Re: pg_upgrade check for invalid databases

2024-10-13 Thread Thomas Krennwallner
On Fri, 11 Oct 2024 at 04:01, Daniel Gustafsson  wrote:
>
> > On 7 Oct 2024, at 22:04, Nathan Bossart  wrote:
> >
> > On Mon, Oct 07, 2024 at 03:37:35PM -0400, Bruce Momjian wrote:
> >> On Tue, Oct  1, 2024 at 09:28:54AM +0200, Daniel Gustafsson wrote:
> >>> Correct, sorry for being unclear.  The consistency argument would be to 
> >>> expand
> >>> pg_upgrade to report all invalid databases rather than just the first 
> >>> found;
> >>> attempting to fix problems would be a new behavior.
> >>
> >> Yes, historically pg_upgrade will fail if it finds anything unusual,
> >> mostly because what it does normally is already scary enough.  If users
> >> what pg_upgrade to do cleanups, it would be enabled by a separate flag,
> >> or even a new command-line app.
> >
> > While I suspect it's rare that someone CTRL-C's out of an accidental DROP
> > DATABASE and then runs pg_upgrade before trying to recover the data, I
> > agree with the principle of having pg_upgrade fail by default for things
> > like this.  If we did add a new flag, the new invalid database report that
> > Daniel mentions could say something like "try again with
> > --skip-invalid-databases to have pg_upgrade automatically drop invalid
> > databases."
>
> If we are teaching pg_upgrade to handle errors, either by skipping or by
> fixing, then I believe this is the right way to go about it.  A successful run
> should probably also create a report of the databases which were skipped.
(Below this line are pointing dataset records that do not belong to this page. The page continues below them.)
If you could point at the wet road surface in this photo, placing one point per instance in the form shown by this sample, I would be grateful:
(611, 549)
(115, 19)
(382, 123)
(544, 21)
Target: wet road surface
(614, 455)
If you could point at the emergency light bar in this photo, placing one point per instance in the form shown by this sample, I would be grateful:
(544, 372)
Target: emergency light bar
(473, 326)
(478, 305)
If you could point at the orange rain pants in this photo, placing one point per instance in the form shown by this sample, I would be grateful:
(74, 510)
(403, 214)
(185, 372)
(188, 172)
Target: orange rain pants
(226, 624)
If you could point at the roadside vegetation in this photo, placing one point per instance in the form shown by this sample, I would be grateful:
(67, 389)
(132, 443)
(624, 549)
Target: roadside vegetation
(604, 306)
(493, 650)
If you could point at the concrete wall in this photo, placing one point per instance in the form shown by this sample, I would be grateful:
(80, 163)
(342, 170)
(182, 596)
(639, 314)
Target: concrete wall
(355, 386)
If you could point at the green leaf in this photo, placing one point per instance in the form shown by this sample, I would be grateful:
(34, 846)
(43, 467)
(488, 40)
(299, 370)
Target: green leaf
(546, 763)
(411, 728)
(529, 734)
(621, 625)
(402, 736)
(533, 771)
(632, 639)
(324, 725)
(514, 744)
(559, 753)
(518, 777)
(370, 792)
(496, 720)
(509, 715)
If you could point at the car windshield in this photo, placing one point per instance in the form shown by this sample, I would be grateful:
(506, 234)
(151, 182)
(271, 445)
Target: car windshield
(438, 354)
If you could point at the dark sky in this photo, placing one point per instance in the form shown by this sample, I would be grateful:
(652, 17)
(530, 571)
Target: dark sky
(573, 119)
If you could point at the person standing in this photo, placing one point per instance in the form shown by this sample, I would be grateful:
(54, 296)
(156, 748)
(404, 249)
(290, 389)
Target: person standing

In v2 I've made changes to the patch incorporating the suggestions here:

* Default behaviour is to just fail with a report of all invalid databases

* A new option --skip-invalid-databases will then skip the checks, and
would not transfer any invalid database to the new cluster. A warning
with a report file will then follow after a successful run.

Dropping invalid databases in the old cluster will make invalid
databases unrecoverable, so I opted for a skip over invalid databases
approach that would leave invalid databases in the old cluster.

Apart from a missing --skip-invalid-databases test, does this attempt look OK?
From e51f581ddc1158a9fb2840dfc04863618a390887 Mon Sep 17 00:00:00 2001
From: Thomas Krennwallner 
Date: Fri, 20 Sep 2024 17:33:05 -0400
Subject: [PATCH] pg_upgrade: Add check for invalid databases.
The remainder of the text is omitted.